Neonato lasciato nella Culla per la vita a Bergamo, il biglietto della madre: “Sei stato tanto amato”

Un neonato è stato lasciato questa mattina alla Croce Rossa di Bergamo, nella sede di Loreto. Il piccolo è stato subito preso in carico dai sanitari e trasportato all’ospedale Ospedale Papa Giovanni XXIII, dove è stato visitato: sta bene, ha già mangiato e non presenta problemi di salute. Accanto al bambino è stato trovato anche un messaggio, verosimilmente scritto dalla madre. Parole semplici e dirette: "Ti auguro una vita piena di gioia e di serenità, che in questo momento non ti possiamo dare. Ma sei stato tanto amato. Ti amo tanto". Un biglietto che racconta la difficoltà della scelta ma anche la volontà di affidare il neonato a un percorso sicuro.
Il neonato affidato attraverso la ‘Culla per la vita'
L’affidamento è avvenuto attraverso la ‘Culla per la vita', un dispositivo che permette di lasciare un neonato in anonimato, garantendo immediatamente l’attivazione dei soccorsi. Il sistema è collegato a un allarme che avvisa il personale, consentendo un intervento rapido e in condizioni protette. "È la seconda volta che salviamo un bambino, siamo commossi, il bambino sta bene", ha spiegato all'agenzia Lapresse Gianluca Sforza, presidente della Croce Rossa di Bergamo, ricordando un episodio analogo avvenuto nel 2023. Il piccolo è stato assistito con il supporto dell'Agenzia regionale emergenza unica (Areu) e ora proseguirà il percorso previsto in questi casi.

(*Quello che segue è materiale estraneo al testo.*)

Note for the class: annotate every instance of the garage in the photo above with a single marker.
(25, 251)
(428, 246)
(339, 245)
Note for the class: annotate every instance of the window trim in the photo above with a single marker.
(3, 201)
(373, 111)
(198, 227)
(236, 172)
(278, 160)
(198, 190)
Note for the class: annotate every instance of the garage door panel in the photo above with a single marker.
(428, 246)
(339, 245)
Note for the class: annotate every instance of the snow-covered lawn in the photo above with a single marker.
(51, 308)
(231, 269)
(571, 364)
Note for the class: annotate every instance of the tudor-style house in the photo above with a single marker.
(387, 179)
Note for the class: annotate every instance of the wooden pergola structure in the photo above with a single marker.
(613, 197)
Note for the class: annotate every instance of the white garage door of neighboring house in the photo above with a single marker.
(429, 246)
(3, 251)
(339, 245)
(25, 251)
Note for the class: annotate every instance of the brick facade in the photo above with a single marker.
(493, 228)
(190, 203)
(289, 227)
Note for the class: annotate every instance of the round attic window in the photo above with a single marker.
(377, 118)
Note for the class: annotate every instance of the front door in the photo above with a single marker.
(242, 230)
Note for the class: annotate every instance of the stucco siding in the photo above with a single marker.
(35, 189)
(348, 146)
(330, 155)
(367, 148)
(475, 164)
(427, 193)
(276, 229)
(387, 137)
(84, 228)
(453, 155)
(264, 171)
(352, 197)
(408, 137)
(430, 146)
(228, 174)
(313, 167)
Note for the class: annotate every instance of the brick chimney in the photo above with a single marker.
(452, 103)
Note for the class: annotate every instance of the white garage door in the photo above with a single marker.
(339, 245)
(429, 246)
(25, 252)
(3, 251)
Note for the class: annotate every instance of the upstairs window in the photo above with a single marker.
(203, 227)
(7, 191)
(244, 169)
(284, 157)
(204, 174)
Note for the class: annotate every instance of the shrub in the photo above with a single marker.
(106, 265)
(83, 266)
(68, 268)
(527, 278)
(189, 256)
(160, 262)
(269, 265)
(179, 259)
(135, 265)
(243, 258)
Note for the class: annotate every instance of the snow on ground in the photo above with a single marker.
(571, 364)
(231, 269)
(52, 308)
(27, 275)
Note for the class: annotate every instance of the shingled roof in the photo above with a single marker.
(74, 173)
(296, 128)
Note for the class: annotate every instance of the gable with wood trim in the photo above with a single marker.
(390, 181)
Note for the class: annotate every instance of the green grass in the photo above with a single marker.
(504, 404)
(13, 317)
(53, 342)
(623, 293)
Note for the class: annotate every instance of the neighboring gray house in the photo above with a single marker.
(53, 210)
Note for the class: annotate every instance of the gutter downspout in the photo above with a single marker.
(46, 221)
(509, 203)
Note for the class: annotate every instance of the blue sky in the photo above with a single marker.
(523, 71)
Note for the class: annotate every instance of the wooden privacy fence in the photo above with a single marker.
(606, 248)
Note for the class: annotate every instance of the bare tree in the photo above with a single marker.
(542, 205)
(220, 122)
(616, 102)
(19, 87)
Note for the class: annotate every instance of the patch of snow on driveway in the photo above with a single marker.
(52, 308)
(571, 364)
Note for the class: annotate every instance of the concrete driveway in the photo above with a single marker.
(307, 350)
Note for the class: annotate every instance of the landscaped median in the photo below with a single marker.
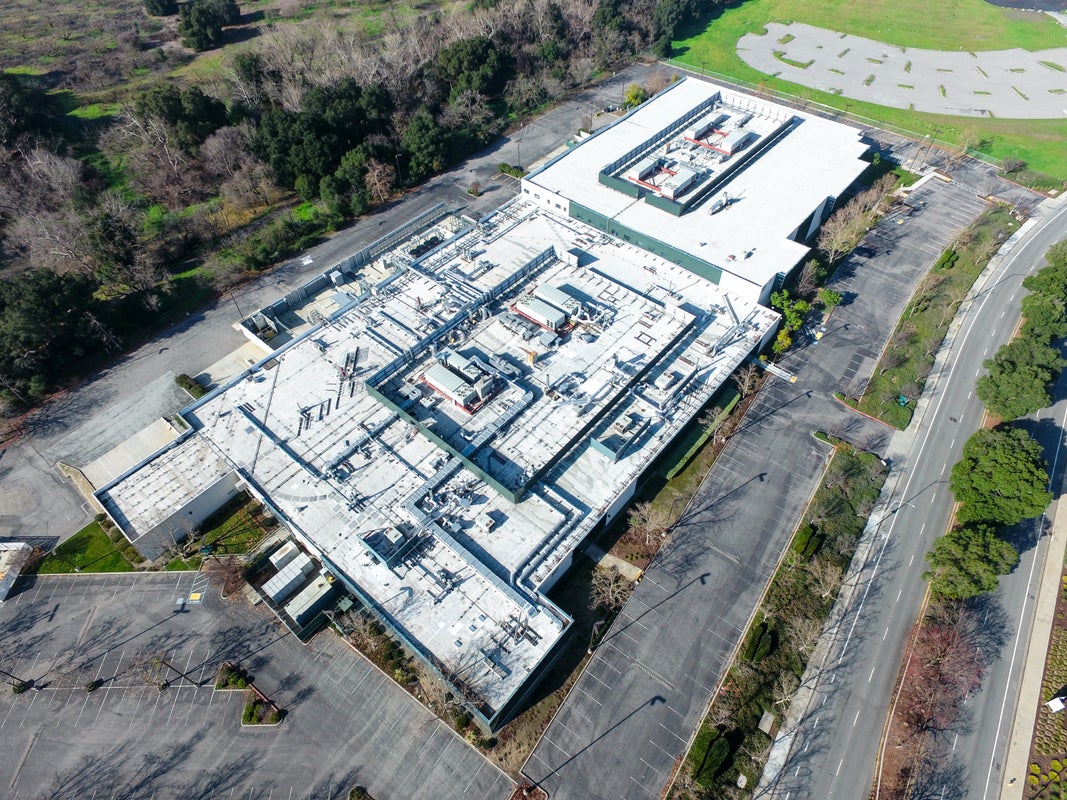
(733, 741)
(258, 709)
(901, 374)
(97, 547)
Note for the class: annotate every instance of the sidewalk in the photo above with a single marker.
(900, 448)
(1017, 760)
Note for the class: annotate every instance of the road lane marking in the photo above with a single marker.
(1018, 629)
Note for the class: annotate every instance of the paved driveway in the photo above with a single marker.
(1002, 83)
(346, 722)
(621, 730)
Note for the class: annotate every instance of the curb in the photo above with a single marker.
(1028, 706)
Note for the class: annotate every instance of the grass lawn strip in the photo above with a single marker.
(774, 654)
(711, 47)
(90, 549)
(908, 357)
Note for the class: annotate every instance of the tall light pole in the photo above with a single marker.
(233, 296)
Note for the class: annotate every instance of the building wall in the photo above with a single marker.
(177, 526)
(686, 260)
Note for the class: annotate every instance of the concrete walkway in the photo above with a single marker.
(902, 443)
(625, 569)
(1017, 761)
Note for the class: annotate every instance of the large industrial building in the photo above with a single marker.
(445, 417)
(728, 186)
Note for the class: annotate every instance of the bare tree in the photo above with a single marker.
(785, 688)
(380, 180)
(803, 633)
(825, 576)
(842, 232)
(747, 379)
(609, 589)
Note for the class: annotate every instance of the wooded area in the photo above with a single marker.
(117, 217)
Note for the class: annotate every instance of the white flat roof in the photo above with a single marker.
(769, 198)
(348, 472)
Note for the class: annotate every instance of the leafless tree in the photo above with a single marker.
(803, 633)
(842, 232)
(825, 576)
(747, 379)
(785, 688)
(658, 81)
(380, 180)
(609, 590)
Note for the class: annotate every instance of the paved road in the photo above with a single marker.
(137, 389)
(834, 748)
(621, 730)
(346, 722)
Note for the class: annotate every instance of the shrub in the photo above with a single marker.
(717, 755)
(753, 641)
(766, 646)
(190, 385)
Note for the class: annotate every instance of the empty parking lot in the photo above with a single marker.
(346, 722)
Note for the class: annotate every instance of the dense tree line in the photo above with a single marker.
(1021, 374)
(109, 218)
(1002, 478)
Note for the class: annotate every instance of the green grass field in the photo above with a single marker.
(88, 550)
(967, 25)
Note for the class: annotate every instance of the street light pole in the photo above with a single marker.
(233, 296)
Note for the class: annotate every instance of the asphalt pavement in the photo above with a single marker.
(138, 388)
(849, 689)
(631, 715)
(346, 723)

"Il messaggio che vorrei passasse è che esiste un’alternativa – ha aggiunto Sforza –: le madri possono partorire in anonimato in ospedale oppure affidare il proprio bambino alla culla, salvandogli la vita e garantendogli assistenza". Per rendere più accessibile questa possibilità, sulla struttura è presente un cartello informativo in più lingue, tra cui arabo, cinese e russo. Un gesto che, pur nella sua drammaticità, ha permesso di mettere in salvo il neonato, offrendo al tempo stesso una via d’uscita a chi si trova in una condizione di estrema difficoltà.